A DKA Death in Jail
Social media erupts over the death of Michael Robinson while in custody. What do we know of what happened?
Social justice blogs have lit up since word broke of the death of Michael Robinson, who died from apparent severe hyperglycemia after slipping into a coma while in custody in a southeast Missouri county jail on August 23. It is believed that Robinson had diabetes. Robinson is said to have become combative and then incoherent and then unresponsive, symptoms that would have been easily recognizable by health care workers who know diabetes.
Robinson Family members have alleged publicly that despite urgings that the man be given his daily insulin intake while in jail, he was confined without access to his medication or to medical attention. There is not yet an official confirmation of death from diabetic ketoacidosis (DKA), but that is, from the circumstances, suspected. Contributors to posts on two family member’s social media pages and a newly-launched crowdfunding page allude to a blood glucose level exceeding 2,000 mg/dL at time of hospitalization. It’s not yet clear whether Mr. Robinson died while in the jail, or in transit to one of two hospitals, or after arrival.

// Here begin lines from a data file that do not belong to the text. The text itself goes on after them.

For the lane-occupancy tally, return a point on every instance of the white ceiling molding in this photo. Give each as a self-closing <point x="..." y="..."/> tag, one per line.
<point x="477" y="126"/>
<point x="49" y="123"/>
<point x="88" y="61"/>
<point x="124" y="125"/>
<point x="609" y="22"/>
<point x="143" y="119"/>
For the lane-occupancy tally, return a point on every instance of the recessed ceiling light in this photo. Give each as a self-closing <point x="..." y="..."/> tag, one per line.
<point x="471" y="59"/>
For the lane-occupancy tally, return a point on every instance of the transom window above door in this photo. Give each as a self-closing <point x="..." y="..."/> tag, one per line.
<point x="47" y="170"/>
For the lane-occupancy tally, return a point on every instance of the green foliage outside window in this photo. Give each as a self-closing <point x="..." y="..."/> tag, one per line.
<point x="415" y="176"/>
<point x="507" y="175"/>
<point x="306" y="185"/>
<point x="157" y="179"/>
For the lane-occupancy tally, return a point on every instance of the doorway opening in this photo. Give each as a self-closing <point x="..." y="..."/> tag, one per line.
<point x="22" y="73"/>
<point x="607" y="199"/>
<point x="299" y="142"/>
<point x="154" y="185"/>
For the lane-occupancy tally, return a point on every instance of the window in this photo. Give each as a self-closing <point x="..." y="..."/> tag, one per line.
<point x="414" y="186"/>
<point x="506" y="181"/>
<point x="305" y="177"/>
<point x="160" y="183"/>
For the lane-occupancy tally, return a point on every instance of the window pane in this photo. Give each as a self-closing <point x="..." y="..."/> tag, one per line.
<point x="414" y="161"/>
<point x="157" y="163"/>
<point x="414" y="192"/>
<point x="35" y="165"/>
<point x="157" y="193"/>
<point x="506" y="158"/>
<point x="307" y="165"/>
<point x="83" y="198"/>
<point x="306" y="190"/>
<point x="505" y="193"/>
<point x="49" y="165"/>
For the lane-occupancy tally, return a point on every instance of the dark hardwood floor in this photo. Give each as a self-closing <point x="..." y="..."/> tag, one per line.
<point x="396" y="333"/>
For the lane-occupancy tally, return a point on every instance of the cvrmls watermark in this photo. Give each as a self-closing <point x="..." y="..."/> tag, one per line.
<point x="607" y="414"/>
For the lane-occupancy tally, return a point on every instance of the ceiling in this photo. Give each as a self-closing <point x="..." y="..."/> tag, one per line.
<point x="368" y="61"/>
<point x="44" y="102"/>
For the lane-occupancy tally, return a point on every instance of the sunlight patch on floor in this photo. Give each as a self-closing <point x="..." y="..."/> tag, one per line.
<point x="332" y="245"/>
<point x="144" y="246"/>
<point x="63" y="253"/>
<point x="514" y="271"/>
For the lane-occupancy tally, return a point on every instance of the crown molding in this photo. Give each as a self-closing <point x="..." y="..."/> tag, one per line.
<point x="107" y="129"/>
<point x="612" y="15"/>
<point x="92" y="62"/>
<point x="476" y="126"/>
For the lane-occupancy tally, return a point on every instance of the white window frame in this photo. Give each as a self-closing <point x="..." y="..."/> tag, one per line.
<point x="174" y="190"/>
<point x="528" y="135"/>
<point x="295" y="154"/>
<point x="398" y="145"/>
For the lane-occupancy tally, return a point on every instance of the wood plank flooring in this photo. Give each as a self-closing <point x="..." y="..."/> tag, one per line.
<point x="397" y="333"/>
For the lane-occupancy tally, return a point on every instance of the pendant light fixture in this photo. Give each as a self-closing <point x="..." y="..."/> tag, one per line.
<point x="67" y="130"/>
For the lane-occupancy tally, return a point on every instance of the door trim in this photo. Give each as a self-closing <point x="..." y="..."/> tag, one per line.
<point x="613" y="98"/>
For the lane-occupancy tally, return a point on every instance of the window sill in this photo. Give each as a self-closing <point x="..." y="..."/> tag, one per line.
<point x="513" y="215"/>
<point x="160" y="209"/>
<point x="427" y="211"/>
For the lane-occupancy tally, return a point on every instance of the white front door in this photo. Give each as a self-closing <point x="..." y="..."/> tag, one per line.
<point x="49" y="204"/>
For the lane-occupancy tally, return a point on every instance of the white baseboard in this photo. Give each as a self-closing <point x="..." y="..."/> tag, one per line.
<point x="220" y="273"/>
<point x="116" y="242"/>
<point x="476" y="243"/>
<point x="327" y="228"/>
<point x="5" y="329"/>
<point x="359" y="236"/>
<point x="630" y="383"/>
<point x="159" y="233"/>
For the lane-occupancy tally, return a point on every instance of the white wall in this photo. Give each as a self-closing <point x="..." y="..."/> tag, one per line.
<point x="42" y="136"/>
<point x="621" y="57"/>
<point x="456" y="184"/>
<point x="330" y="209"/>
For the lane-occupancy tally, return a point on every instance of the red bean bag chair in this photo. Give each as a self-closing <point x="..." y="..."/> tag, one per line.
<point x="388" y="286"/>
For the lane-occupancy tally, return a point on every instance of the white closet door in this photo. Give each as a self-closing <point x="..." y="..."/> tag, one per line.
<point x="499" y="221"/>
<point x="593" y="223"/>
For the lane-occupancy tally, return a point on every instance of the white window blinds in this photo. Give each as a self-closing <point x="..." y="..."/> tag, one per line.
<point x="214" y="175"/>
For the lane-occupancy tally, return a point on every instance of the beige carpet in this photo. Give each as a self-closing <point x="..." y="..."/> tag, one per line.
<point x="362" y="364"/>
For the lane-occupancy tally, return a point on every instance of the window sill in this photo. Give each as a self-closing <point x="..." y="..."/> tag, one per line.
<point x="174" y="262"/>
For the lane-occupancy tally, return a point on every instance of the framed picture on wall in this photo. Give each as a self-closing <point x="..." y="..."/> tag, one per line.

There are conflicting accounts, one of the man’s refusal or inability to sign a consent form to receive treatment, and another of refusal by correctional personnel to see the man’s agitated state, and pleas from family members, as something other than a subterfuge to obtain his release. The postings have been going up at a remarkable pace reflecting grief and outrage – questioning how someone could be allowed to die from a treatable medical condition while being held on what amounted to a non-criminal warrant in a domestic relations matter. A newly created “Justice for Michael Robinson” Facebook page had collected more than 1,700 closed group members by August 26.
The municipal police department that arrested Robinson has its own social media presence, as has become a widespread practice among law enforcement agencies in support of their community policing efforts. The police department’s Facebook page has a brief two-item entry from its log for the days of August 13th and 14th, one identifying Michael Robinson and reporting his transport to a county facility to await bond. The log notes the arrest at 12:37 in the morning. The department’s Facebook post has drawn numerous replies, some evidencing anger and some sadness and some critical of the way Mr. Robinson’s condition was handled at the jail.
While there is no shortage of emotion surrounding this case, hard facts are scarce, but that may change in the near future. Pemiscot County Sheriff Thomas Greenwall said on his LinkedIn page that he has turned the matter over to the state police for investigation. Insulin Nation spoke with Highway Patrol Sergeant Clark Parrot, a Troop E informations officer for the Pemiscot County area; Sergeant Parrot was unable to offer an official comment due to the ongoing nature of the investigation. He was able to say, nevertheless, that he expected it would take three to five weeks to complete the investigation and issue a report to the county prosecutor.
This is not the only recent incident of a possible DKA death during incarceration in the news. As this article goes to press, the New York Daily News is reporting on an investigation into the death of a Rikers Island detainee in August 2013, whose DKA symptoms were mistaken by guards as heroin withdrawal.
Whatever the facts in Robinson’s case, such reports point to the need to better train law enforcement personnel about the symptoms of hyperglycemia and hypoglycemia. A pilot program in the U.K. that provided first responders rudimentary training on hypoglycemia showed real benefits to the health outcomes of people with diabetes.